Borlaug, who saved millions from hunger, dies

ByABC News
September 16, 2009, 7:22 PM

DALLAS -- Scientist and Nobel Peace Prize winner Norman Borlaug rose from his childhood on an Iowa farm to develop a type of wheat that helped feed the world, fostering a movement that is credited with saving up to 1 billion people from starvation.

He was known as the father of the "green revolution," which transformed agriculture through high-yield crop varieties and other innovations, helping to more than double world food production between 1960 and 1990. Many experts credit the green revolution with averting global famine during the second half of the 20th century and saving perhaps 1 billion lives.

Borlaug, 95, died Saturday from complications of cancer at his Dallas home, said Kathleen Phillips, a spokesman for Texas A&M University where Borlaug was a distinguished professor.

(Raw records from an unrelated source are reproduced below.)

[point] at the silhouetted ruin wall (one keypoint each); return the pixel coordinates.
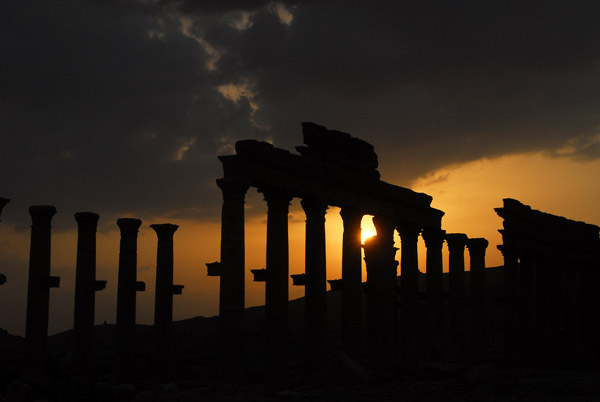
(550, 304)
(552, 279)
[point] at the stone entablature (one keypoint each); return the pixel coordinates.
(320, 176)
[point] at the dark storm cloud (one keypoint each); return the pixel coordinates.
(99, 100)
(427, 83)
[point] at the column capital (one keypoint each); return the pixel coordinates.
(87, 221)
(477, 246)
(456, 241)
(129, 226)
(164, 231)
(42, 214)
(233, 188)
(314, 208)
(409, 231)
(351, 215)
(276, 198)
(508, 252)
(434, 237)
(384, 225)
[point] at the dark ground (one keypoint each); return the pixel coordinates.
(339, 378)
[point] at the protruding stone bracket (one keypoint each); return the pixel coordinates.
(456, 242)
(99, 285)
(336, 285)
(54, 281)
(299, 279)
(260, 275)
(213, 268)
(477, 246)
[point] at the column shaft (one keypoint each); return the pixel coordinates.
(409, 291)
(85, 293)
(276, 292)
(163, 305)
(38, 289)
(351, 280)
(479, 313)
(456, 266)
(437, 331)
(381, 294)
(232, 278)
(126, 292)
(511, 286)
(316, 279)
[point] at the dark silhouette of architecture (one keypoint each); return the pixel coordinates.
(86, 287)
(128, 285)
(479, 315)
(550, 299)
(552, 285)
(3, 202)
(336, 169)
(163, 305)
(38, 289)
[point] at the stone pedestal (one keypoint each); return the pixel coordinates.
(126, 294)
(351, 281)
(163, 306)
(85, 293)
(381, 295)
(409, 292)
(479, 334)
(276, 289)
(456, 266)
(437, 331)
(38, 289)
(315, 296)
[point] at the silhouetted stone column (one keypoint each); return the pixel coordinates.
(351, 280)
(232, 273)
(479, 338)
(85, 293)
(526, 309)
(511, 293)
(38, 289)
(456, 266)
(126, 293)
(276, 292)
(163, 306)
(434, 240)
(409, 291)
(381, 294)
(3, 202)
(316, 279)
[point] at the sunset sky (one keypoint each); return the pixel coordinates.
(122, 107)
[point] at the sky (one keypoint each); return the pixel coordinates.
(122, 107)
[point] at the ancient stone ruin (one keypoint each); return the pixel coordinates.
(392, 318)
(552, 282)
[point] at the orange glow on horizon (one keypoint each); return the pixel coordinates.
(365, 234)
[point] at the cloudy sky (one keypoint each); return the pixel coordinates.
(122, 107)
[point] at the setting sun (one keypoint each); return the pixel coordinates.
(365, 234)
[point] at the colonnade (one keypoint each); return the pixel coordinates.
(381, 288)
(551, 285)
(40, 282)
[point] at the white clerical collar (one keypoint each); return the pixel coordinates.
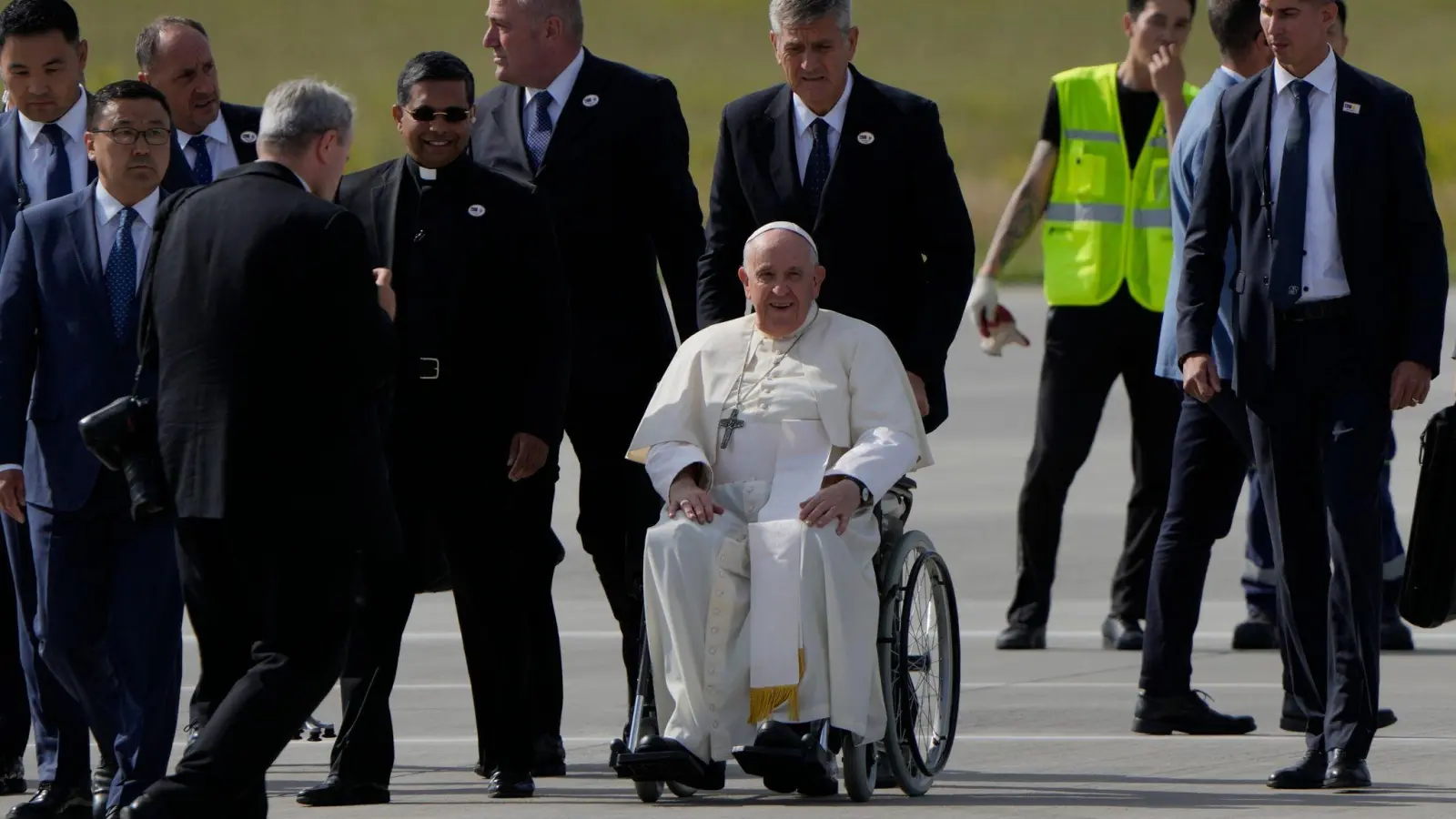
(109, 206)
(803, 116)
(1322, 77)
(216, 131)
(73, 123)
(561, 86)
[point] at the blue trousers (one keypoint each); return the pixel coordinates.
(62, 734)
(1259, 550)
(109, 622)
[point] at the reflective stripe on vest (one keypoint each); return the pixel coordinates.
(1106, 225)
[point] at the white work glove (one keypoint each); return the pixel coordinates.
(983, 302)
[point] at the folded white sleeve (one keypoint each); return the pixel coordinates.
(666, 460)
(880, 458)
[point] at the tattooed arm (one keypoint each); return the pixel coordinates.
(1026, 208)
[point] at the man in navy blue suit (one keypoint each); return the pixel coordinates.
(1340, 305)
(109, 610)
(43, 157)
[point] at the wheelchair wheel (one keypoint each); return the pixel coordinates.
(861, 770)
(919, 659)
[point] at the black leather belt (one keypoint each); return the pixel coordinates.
(1315, 310)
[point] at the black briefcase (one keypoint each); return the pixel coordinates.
(1429, 592)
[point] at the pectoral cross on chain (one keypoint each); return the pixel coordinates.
(728, 426)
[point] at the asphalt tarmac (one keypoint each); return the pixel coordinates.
(1041, 733)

"Norman E. Borlaug saved more lives than any man in human history," said Josette Sheeran, executive director of the U.N. World Food Program. "His heart was as big as his brilliant mind, but it was his passion and compassion that moved the world."

"He has probably done more and is known by fewer people than anybody that has done that much," said Dr. Ed Runge, retired head of Texas A&M University's Department of Soil and Crop Sciences and a close friend who persuaded Borlaug teach at the school. "He made the world a better place a much better place."

Agriculture Secretary Tom Vilsack called Borlaug "simply one of the world's best. A determined, dedicated, but humble man who believed we had the collective duty and knowledge to eradicate hunger worldwide."

Borlaug began the work that led to his Nobel in Mexico at the end of World War II. There he developed disease-resistant varieties of wheat that produced much more grain than traditional strains.

He and others later took those varieties and similarly improved strains of rice and corn to Asia, the Middle East, South America and Africa. In Pakistan and India, two of the nations that benefited most from the new crop varieties, grain yields more than quadrupled.